American inventor of leak-resistant fountain pen (1863-1937)

George Safford Parker (November 1, 1863, Shullsburg – July 19, 1937, Chicago) was an American inventor and industrialist.

==Biography==
===Early life===
Parker was born in Shullsburg, Wisconsin in November 1863, and graduated from Upper Iowa University in Fayette, Iowa.

He worked as a telegraphy instructor in Janesville, Wisconsin, and had a sideline repairing and selling fountain pens. Dismayed by the unreliability of the pens, he experimented with ways to prevent ink leaks.

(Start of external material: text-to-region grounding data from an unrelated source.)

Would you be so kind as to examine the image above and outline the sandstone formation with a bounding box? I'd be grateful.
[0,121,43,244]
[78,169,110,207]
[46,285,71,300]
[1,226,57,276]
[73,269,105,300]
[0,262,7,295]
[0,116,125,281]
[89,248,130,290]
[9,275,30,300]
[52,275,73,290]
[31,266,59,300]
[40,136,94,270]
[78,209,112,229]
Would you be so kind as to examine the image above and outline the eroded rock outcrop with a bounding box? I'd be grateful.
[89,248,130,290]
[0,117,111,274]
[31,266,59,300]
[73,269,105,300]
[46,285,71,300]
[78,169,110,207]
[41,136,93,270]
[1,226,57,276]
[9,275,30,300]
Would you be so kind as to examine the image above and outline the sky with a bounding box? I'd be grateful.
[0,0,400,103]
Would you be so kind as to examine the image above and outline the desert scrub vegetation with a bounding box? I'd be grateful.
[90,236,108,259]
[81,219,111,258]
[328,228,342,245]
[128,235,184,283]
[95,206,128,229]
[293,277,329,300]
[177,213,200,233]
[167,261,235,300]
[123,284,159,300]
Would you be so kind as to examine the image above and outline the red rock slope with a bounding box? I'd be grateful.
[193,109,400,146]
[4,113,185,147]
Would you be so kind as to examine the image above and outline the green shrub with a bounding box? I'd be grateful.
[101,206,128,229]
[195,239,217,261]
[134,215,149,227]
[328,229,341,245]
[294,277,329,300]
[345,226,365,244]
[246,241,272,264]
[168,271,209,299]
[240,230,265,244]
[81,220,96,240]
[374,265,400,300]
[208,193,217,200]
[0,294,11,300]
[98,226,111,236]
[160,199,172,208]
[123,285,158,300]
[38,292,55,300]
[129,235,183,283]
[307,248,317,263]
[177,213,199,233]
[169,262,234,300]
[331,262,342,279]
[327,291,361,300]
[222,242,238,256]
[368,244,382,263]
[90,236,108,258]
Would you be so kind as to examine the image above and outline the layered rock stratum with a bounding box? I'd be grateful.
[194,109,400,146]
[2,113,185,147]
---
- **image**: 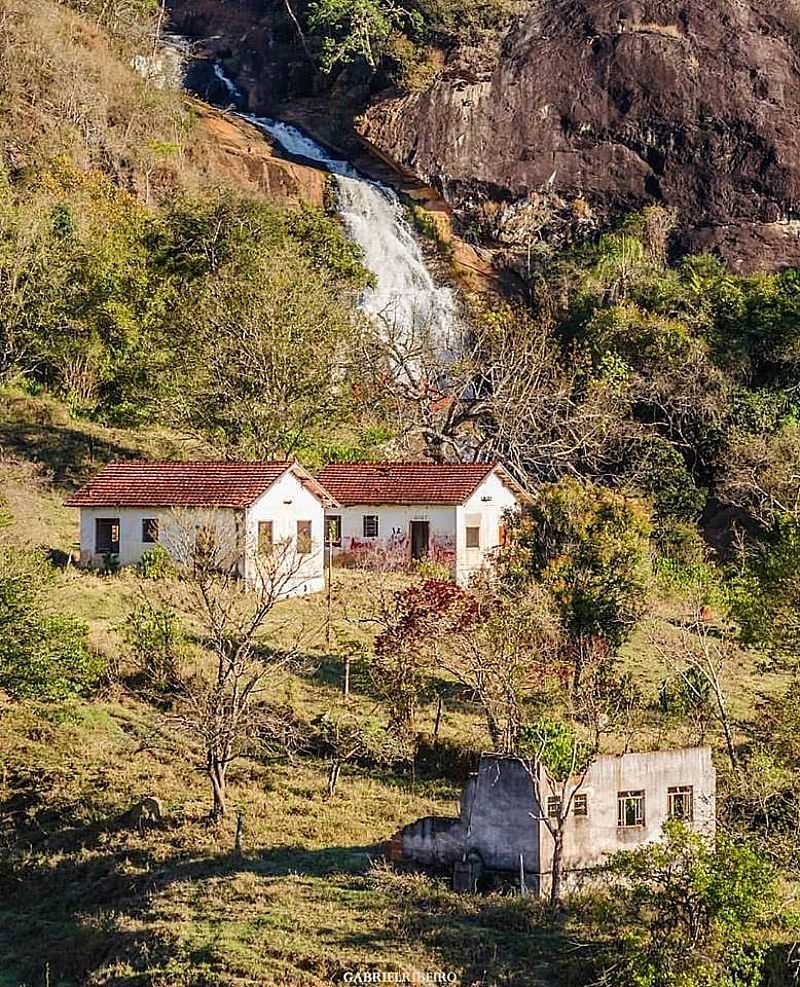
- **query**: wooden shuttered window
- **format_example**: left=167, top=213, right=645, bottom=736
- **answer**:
left=297, top=520, right=312, bottom=555
left=258, top=521, right=274, bottom=555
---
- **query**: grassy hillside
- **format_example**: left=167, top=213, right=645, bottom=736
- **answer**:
left=1, top=389, right=792, bottom=986
left=0, top=395, right=569, bottom=987
left=2, top=1, right=798, bottom=984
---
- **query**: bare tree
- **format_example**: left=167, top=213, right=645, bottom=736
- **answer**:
left=717, top=424, right=800, bottom=526
left=435, top=584, right=565, bottom=752
left=164, top=510, right=314, bottom=821
left=364, top=306, right=633, bottom=483
left=649, top=606, right=739, bottom=772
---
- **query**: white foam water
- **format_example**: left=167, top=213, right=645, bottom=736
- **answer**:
left=212, top=62, right=459, bottom=345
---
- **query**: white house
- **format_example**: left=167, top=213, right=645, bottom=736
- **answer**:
left=317, top=462, right=526, bottom=585
left=65, top=461, right=339, bottom=598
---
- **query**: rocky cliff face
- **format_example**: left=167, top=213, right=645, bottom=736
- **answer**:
left=191, top=101, right=327, bottom=207
left=356, top=0, right=800, bottom=272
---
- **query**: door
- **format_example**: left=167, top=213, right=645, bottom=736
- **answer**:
left=410, top=521, right=430, bottom=561
left=95, top=518, right=120, bottom=554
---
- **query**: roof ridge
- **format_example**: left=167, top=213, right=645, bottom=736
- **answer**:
left=100, top=459, right=296, bottom=467
left=318, top=461, right=499, bottom=468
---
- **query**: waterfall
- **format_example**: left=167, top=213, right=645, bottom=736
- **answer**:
left=211, top=62, right=459, bottom=345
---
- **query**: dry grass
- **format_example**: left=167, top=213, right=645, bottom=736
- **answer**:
left=1, top=391, right=787, bottom=985
left=0, top=695, right=572, bottom=987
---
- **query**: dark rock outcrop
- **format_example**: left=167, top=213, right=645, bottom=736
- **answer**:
left=356, top=0, right=800, bottom=272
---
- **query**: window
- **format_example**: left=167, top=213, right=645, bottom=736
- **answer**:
left=574, top=794, right=588, bottom=817
left=546, top=796, right=561, bottom=818
left=326, top=515, right=342, bottom=547
left=95, top=518, right=120, bottom=554
left=668, top=786, right=694, bottom=821
left=618, top=790, right=646, bottom=827
left=363, top=515, right=379, bottom=538
left=258, top=521, right=274, bottom=555
left=465, top=525, right=480, bottom=549
left=498, top=524, right=509, bottom=548
left=296, top=520, right=312, bottom=555
left=142, top=518, right=159, bottom=543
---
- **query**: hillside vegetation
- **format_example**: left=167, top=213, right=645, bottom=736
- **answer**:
left=2, top=2, right=800, bottom=987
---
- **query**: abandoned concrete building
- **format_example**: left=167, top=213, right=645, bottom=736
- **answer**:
left=388, top=748, right=715, bottom=895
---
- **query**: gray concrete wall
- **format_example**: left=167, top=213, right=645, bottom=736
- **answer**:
left=398, top=815, right=466, bottom=868
left=460, top=756, right=540, bottom=876
left=393, top=748, right=715, bottom=898
left=538, top=747, right=716, bottom=892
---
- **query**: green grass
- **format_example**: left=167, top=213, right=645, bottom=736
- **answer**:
left=0, top=693, right=586, bottom=986
left=0, top=389, right=790, bottom=986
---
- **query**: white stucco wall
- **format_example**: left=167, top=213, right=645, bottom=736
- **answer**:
left=328, top=504, right=458, bottom=573
left=244, top=469, right=325, bottom=596
left=537, top=747, right=716, bottom=892
left=456, top=470, right=519, bottom=584
left=76, top=469, right=326, bottom=598
left=78, top=506, right=200, bottom=568
left=325, top=469, right=521, bottom=585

===Career as Inventor and Industrialist===
In 1888, he founded the Parker Pen Company, and the next year he received his first fountain pen patent. By 1908, his factory on Main Street in Janesville was reportedly the largest pen manufacturing facility in the world. Parker eventually became one of the world's premier pen brands, and one of the first brands with a global presence.

===Legacy===
George S. Parker High School in Janesville is his namesake.